К церкви евангелических христиан-баптистов на Поклонной горе Адашев-Гурский вместе с Петром подъехали в тот момент, когда вся паства разбрелась по двору и прощалась друг с другом целованием.
— Чего это они? — Петр поставил машину в отдалении от ограды, в стороне от многочисленных машин, но так, чтобы через лобовое стекло был виден двор и выход из него. — Вроде не Пасха.
— А принюхиваются… — Александр, пропустив сто граммов в кафе, теперь отхлебывал из купленной бутылки. — Не выпимши ли кто из братьев и сестер, не тянет ли табачком.
— И что?
— А — тук-тук-тук… Борьба за чистоту рядов. Допущены к кормушке. А вот и наш голубчик.
— Который?
— С пресвитером целуется. Вон, справа, видишь?
— Пресвитер — длинный?
— Ну да. А рядом — Лева с корешем каким-то.
— А кореш не целуется.
— Залетный, значит. Местные все целуются.
— Ради Невельского здесь?
— Может быть. Смотри-ка, все расходятся, а он вообще ни с кем не прощается и Леву в уголок поволок. Прямо как паук. Что ж ему от нашей мухи-цокотухи надо?
— Того же, чего Остенбакену от польской красавицы Инги Зайонц. — Волков достал из перчаточного ящика, именуемого в просторечии «бардачком», длинную тонкую черную трубочку, коробочку, наушники и провода. Все это он соединил между собой, надел наушники, осторожно выставил трубочку из приоткрытого окна и, направив в сторону Невельского, нажал на коробочке две кнопки.
— Любви и взаимопонимания. — Гурский отхлебнул и, откинувшись на спинку сиденья, положил в рот несколько соленых орешков.

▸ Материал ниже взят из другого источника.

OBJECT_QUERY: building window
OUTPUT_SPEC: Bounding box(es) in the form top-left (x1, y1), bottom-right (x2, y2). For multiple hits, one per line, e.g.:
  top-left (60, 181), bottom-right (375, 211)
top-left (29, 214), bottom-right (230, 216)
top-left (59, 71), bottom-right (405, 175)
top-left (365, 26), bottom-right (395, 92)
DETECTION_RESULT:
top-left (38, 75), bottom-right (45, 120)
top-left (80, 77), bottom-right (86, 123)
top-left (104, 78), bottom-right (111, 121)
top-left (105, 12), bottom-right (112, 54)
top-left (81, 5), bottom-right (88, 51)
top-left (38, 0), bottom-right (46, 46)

— …ршенно не понимаете объема катастрофы, любезный, — услышал в наушниках Петр. — Какие деньги? Лева, у вас мозги есть? Напрягите в своем организме хоть что-нибудь, что заведует умом. Все или ничего, понимаете? Я вот у вас заберу одну хромосому, всего одну, а потом стану откупаться деньгами…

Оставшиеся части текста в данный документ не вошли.